I’m struggling to understand how there can be so many security flaws, even in things that don’t seem to matter for security. I think the bar for a security problem might be too low; a lot of these look like footguns that could give my package a security hole, rather than genuine security flaws in the packages they are reported on.
Here’s a progress bar package with a “high” security vulnerability because it contains an internal utility that merges objects and doesn’t stop you writing to the prototype. Did the progress bar package ever promise to provide an object merge function that was safe to use on untrusted user input?
Here’s a notification UI element that bills using HTML in your notification messages as a feature. It has a “medium” level “XSS” security vulnerability where the message
parameter is not sanitized to remove HTML. A CVE was issued for this.
Here’s an arbitrary code execution vulnerability in sqlite3! High severity! The bug is that, if you tell sqlite3 to substitute an object into an SQL statement, it will run the ToString()
method on the object. If an evil hacker has broken into your lead developer’s house and written a malicious ToString()
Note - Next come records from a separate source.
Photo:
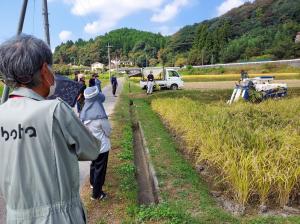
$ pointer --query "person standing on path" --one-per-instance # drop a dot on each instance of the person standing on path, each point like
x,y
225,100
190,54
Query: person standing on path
x,y
97,82
41,140
93,115
114,84
150,83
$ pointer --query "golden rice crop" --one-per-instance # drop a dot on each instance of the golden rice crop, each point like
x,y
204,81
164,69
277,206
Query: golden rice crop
x,y
255,147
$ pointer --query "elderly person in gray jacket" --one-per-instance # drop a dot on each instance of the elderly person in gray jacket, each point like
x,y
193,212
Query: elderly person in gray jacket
x,y
94,117
41,140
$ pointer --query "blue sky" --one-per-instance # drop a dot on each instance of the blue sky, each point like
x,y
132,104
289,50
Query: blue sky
x,y
73,19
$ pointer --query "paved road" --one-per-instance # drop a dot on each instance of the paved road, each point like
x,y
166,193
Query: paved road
x,y
230,84
109,105
84,167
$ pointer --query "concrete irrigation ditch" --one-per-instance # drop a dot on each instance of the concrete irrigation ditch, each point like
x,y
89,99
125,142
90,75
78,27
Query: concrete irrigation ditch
x,y
148,191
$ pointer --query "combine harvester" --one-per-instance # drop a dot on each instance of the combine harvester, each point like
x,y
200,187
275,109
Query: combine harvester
x,y
258,89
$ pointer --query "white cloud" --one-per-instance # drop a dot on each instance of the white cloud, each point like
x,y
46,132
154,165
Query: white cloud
x,y
109,12
166,30
169,11
230,4
65,35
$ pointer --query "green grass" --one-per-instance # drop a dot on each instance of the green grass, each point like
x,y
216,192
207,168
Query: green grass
x,y
235,77
264,68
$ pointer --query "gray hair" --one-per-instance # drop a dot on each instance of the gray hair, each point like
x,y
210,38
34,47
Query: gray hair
x,y
21,59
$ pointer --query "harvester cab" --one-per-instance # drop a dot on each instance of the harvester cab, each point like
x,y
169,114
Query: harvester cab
x,y
258,89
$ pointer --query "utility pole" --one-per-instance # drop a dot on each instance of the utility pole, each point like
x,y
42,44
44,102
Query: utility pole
x,y
19,31
108,53
46,22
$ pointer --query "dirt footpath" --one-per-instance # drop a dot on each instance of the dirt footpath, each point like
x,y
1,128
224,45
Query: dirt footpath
x,y
230,84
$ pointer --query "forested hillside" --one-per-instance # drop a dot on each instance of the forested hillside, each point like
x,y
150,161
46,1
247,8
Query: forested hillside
x,y
265,29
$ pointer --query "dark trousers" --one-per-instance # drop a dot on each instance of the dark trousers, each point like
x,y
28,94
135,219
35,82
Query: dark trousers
x,y
97,173
114,88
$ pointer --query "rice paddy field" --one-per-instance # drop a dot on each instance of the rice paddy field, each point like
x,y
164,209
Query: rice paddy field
x,y
235,77
254,148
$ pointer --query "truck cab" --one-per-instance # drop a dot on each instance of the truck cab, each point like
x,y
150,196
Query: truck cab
x,y
163,77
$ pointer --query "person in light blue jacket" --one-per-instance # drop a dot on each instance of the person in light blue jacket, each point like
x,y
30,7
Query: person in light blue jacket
x,y
41,140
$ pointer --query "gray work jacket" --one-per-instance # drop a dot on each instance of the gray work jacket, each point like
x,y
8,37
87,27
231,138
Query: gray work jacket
x,y
41,142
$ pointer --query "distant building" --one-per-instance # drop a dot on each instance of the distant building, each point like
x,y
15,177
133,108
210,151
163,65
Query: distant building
x,y
97,66
126,63
297,39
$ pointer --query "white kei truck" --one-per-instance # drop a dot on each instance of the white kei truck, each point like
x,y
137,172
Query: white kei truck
x,y
165,78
method into one of the classes of object you use as a database query parameter, then that code would run! The fix here was, instead of letting the normal Javascript stringification rules apply, to hardcode all objects to be inserted into the database as “[object Object]”, because surely that is what the programmer meant to store.
heeplr@feddit.de 1 year ago
I’d rather develop with dependencies that don’t have so many vulnerabilities.
LaSaucisseMasquee@jlai.lu 1 year ago
Yeah we all wanna do that, but nobody writes perfect code.
heeplr@feddit.de 1 year ago
That’s why people came up with defensive programming and functional correctnes.
Just seems to be difficult for the webdev industry. Seems easier to push fixes from time to time.
odbol@lemmy.world 1 year ago
Then you’re in the wrong industry…
heeplr@feddit.de 1 year ago
If you mean web development, you’re right.
If you mean computer science, then I’d say that webdevs have little in common with the industry that came up with stuff like ADA or functional correctness.